Devant le Conseil d'Etat, les parties auront la faculté de demander que le Commissaire du Gouvernement ne participe pas au délibéré (cf. article R. 733-2 qui se lit comme suit : « Sauf demande contraire d'une partie, le commissaire de Gouvernement assiste au délibéré. Il n'y prend plus part. La demande prévue à l'alinéa précédent est présentée par écrit. Elle peut être présentée à tout moment de la procédure avant le délibéré »). Les parties seront informées de cette faculté dans l'avis d'audience, qui reproduira les dispositions du décret du 1er août 2006. A défaut de demande des parties, le Commissaire du Gouvernement assistera au délibéré, dans le souci d'une meilleure uniformité de la jurisprudence administrative et d'une plus grande sécurité juridique pour les parties.
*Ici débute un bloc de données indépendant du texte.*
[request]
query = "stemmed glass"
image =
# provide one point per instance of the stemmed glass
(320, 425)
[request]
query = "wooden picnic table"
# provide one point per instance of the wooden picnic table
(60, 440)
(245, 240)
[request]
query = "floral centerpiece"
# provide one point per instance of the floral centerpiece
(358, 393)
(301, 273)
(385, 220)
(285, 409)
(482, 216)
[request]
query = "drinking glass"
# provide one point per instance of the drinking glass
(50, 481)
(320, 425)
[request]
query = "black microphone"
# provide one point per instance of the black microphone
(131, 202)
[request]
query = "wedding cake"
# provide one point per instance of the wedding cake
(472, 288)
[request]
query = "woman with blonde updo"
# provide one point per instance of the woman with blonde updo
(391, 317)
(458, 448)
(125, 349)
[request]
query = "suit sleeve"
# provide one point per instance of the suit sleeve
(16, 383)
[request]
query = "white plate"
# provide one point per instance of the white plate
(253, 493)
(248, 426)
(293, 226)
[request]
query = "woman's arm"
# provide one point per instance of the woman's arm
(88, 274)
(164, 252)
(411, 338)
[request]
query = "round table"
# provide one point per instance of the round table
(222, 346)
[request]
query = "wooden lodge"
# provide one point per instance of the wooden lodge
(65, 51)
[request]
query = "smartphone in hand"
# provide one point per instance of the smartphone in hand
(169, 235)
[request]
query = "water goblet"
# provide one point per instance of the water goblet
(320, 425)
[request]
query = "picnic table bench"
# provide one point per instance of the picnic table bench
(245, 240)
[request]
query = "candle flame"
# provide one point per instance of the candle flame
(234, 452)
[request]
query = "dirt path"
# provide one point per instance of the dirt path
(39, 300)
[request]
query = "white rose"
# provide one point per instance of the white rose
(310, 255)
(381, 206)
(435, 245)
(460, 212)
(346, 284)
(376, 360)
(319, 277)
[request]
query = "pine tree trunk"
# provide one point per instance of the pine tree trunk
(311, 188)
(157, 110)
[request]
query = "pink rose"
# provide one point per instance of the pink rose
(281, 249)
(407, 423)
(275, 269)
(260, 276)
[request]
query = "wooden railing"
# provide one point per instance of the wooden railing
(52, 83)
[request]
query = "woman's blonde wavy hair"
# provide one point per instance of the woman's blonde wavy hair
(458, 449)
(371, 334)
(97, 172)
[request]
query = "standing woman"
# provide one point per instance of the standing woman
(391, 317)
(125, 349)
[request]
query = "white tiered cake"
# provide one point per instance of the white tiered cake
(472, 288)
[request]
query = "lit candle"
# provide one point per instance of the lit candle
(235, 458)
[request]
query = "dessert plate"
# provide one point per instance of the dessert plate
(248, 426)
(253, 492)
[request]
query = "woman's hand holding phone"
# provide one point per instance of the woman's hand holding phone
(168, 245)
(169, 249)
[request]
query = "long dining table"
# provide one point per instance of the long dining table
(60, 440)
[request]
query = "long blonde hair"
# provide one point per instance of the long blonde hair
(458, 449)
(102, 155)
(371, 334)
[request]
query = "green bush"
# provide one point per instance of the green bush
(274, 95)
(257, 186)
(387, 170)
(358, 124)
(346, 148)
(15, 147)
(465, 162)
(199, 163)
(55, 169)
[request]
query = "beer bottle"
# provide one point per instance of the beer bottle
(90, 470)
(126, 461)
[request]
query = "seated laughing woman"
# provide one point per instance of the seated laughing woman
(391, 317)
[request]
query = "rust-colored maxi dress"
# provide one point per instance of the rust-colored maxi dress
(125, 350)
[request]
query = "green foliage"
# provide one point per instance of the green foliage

Sur la durée des procédures devant les juridictions administratives
Des mesures ont déjà été adoptées avec notamment l'adoption de la loi no 2002-1138 du 9 septembre 2002 qui prévoit entre autres des embauches, des créations de juridictions et des allocations budgétaires, l'adoption de mesures d'ordre procédural afin de permettre aux cours d'appel de réduire leurs stocks de dossiers anciens de manière plus rapide et de voir le flux de nouveaux dossiers se réduire (cf. ResDH(2005)63 dans l'affaire Sapl).
En outre, il est rappelé que dans l'affaire Broca et Texier-Micault (arrêt du 21 octobre 2003), la Cour européenne a constaté qu'il existait dorénavant en droit français un recours effectif pour se plaindre de la durée déraisonnable d'une procédure devant les juridictions administratives.
III.Conclusions de l'Etat défendeur
Le gouvernement estime que les mesures prises vont prévenir des nouvelles violations similaires et que la France a par conséquent rempli ses obligations en vertu de l'article 46, paragraphe 1, de la Convention.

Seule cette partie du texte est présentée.